Rare Disease Spotlight
Fragile X Syndrome
The most common inherited cause of intellectual disability, caused by mutations in the FMR1 gene on the X chromosome.
Connection: Rare genetic cause of intellectual & mental-health impact
Overview
Fragile X syndrome (FXS) is the most common inherited cause of intellectual disability and the most common single-gene cause of autism spectrum disorder. It's caused by a CGG repeat expansion and then methylation-driven silencing of the FMR1 gene on the X chromosome. Prevalence is around 1 in 5,000 males and 1 in 8,000 females, and females generally show milder and more variable features because they have a second X chromosome doing some of the work.
Impact
Boys with FXS usually have moderate to severe intellectual disability, language delay, autism features, anxiety, ADHD, aggression, and sleep disturbance, while girls often have milder learning differences and high rates of anxiety.

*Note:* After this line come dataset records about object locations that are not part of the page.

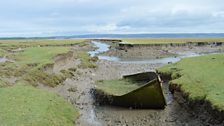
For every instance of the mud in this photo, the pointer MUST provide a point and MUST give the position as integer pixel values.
(77, 90)
(160, 51)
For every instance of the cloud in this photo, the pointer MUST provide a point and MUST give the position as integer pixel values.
(53, 17)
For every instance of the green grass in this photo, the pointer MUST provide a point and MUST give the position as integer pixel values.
(39, 42)
(23, 105)
(2, 52)
(3, 84)
(40, 55)
(202, 78)
(117, 87)
(169, 40)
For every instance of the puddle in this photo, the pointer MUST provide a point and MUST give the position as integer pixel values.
(103, 47)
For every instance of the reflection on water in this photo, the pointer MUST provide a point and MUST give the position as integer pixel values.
(103, 47)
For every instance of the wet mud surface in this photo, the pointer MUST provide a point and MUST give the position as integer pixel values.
(77, 90)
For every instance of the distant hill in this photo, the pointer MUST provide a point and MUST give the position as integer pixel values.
(164, 35)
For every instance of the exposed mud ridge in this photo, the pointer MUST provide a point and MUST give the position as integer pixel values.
(152, 51)
(200, 109)
(189, 44)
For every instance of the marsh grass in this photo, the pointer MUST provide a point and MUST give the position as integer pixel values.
(169, 40)
(24, 105)
(202, 78)
(39, 42)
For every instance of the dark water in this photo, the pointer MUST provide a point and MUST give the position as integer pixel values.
(103, 47)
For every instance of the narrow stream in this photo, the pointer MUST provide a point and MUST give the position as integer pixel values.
(173, 114)
(103, 47)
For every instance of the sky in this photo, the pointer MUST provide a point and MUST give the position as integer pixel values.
(28, 18)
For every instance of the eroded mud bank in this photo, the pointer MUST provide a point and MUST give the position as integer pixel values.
(77, 90)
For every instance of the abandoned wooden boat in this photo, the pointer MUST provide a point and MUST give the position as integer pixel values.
(141, 90)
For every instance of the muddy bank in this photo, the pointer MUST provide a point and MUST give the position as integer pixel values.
(77, 91)
(200, 109)
(173, 114)
(153, 51)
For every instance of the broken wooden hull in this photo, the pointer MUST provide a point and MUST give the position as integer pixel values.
(148, 95)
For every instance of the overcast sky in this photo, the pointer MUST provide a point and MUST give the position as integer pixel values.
(70, 17)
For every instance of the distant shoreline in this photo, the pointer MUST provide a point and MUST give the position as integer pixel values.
(151, 35)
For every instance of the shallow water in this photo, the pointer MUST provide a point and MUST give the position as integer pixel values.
(103, 47)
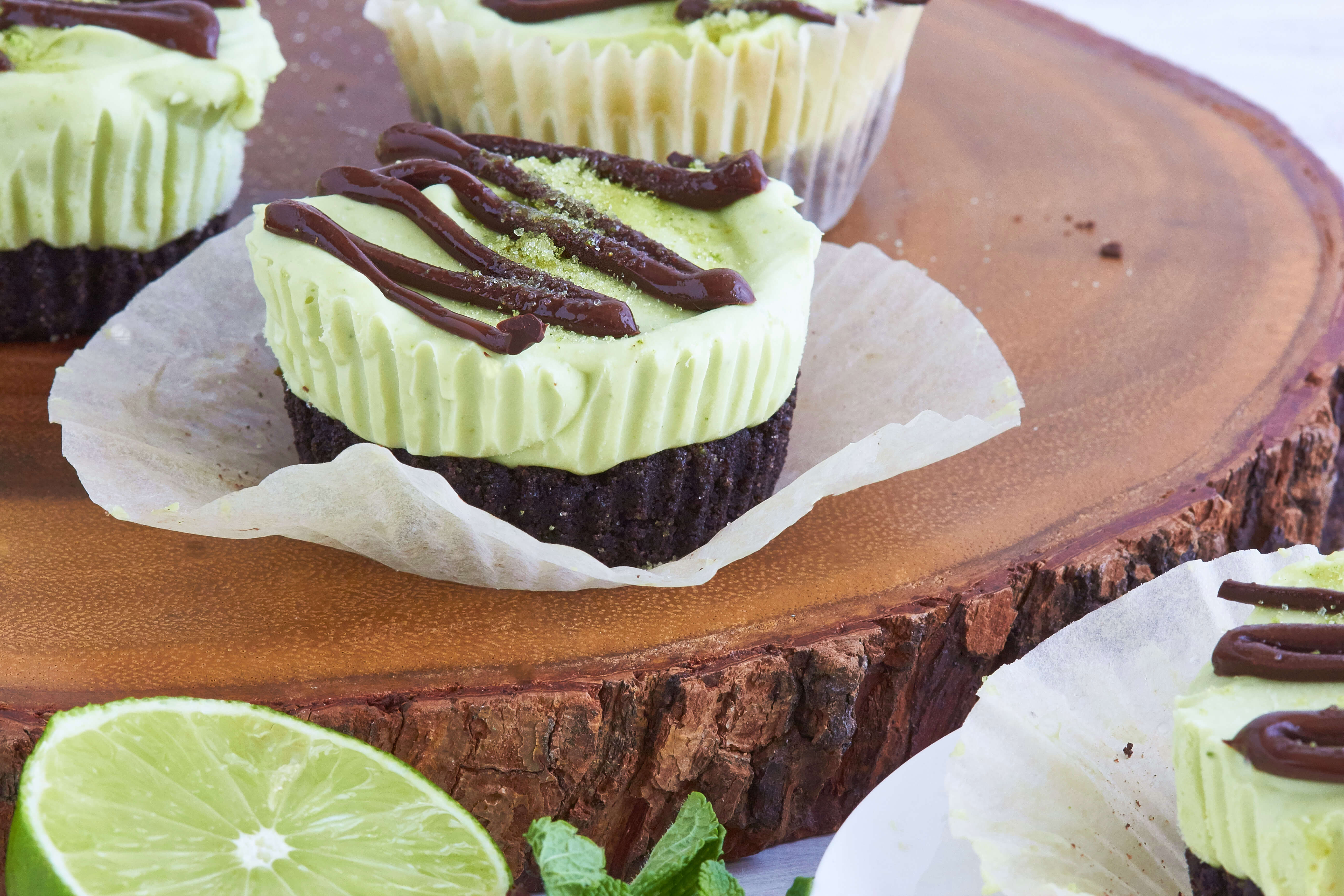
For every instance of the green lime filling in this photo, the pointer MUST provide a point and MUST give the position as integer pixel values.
(572, 402)
(1284, 835)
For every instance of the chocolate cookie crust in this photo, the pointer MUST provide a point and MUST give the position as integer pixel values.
(639, 514)
(1206, 880)
(52, 293)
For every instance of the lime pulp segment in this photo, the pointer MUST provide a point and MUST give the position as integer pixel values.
(181, 797)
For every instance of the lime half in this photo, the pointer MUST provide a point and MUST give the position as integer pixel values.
(199, 797)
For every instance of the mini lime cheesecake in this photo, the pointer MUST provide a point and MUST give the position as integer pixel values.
(122, 147)
(624, 387)
(808, 85)
(1260, 743)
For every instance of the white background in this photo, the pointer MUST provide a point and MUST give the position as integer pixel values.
(1284, 56)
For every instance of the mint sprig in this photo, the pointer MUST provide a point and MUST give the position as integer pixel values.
(686, 860)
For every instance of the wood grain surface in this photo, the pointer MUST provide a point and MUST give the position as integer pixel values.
(1181, 404)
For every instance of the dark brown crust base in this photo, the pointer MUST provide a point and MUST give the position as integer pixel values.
(52, 293)
(1206, 880)
(638, 514)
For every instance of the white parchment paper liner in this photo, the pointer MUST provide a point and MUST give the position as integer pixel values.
(1041, 784)
(816, 107)
(173, 418)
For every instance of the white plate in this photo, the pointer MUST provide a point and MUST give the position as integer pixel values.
(897, 842)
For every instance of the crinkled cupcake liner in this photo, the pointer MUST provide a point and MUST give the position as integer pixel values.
(1064, 778)
(816, 107)
(173, 418)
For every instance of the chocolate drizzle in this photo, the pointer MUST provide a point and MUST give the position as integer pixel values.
(426, 142)
(701, 291)
(426, 156)
(1306, 746)
(189, 26)
(693, 10)
(1283, 597)
(375, 188)
(726, 182)
(302, 222)
(1283, 652)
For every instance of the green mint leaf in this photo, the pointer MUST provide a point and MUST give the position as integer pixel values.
(694, 839)
(716, 880)
(570, 864)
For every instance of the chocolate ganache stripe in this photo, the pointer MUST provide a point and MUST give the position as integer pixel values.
(189, 26)
(213, 5)
(1307, 746)
(693, 10)
(589, 318)
(701, 291)
(426, 142)
(726, 182)
(1285, 597)
(1283, 652)
(370, 187)
(307, 225)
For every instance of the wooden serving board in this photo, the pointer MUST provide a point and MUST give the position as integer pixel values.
(1181, 404)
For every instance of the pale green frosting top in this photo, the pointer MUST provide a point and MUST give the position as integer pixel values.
(1284, 835)
(111, 140)
(644, 25)
(570, 402)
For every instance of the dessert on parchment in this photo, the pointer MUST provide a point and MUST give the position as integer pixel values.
(1260, 743)
(599, 350)
(811, 87)
(122, 147)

Families take on lifelong caregiving and educational advocacy, and premutation carriers face their own distinct risks, including fragile X-associated tremor/ataxia syndrome (FXTAS) and primary ovarian insufficiency (FXPOI), both of which shape genetic counseling across generations.
Medical Overview
FXS is caused by a CGG repeat expansion in the 5' untranslated region of FMR1 (typically more than 200 repeats, called the "full mutation"), which leads to hypermethylation, silencing of the gene, and loss of FMRP, an RNA-binding protein that's critical for how synapses adapt and learn. Clinical features include intellectual disability, autistic traits, language delay, characteristic facial features (long face, prominent ears), macroorchidism (enlarged testicles) after puberty in males, hyperactivity, anxiety, and seizures in a subset of patients. Diagnosis uses molecular testing (Southern blot, triplet-repeat PCR, methylation-specific PCR or MS-MLPA) to figure out both the repeat size and the methylation status. Newer optical genome mapping techniques are starting to show up too. Management is multimodal and symptom-targeted: early behavioral and educational intervention, speech/OT/PT, SSRIs and stimulants for behavioral symptoms, antiepileptics, and treatment of coexisting autism and anxiety. Investigational therapies aimed at metabotropic glutamate receptor 5 (mGluR5) pathways and GABAergic signaling are still under study, and nothing disease-modifying is approved yet.
References
- Protic DD, et al.. Fragile X Syndrome: From Molecular Aspect to Clinical Treatment . International Journal of Molecular Sciences . 2022.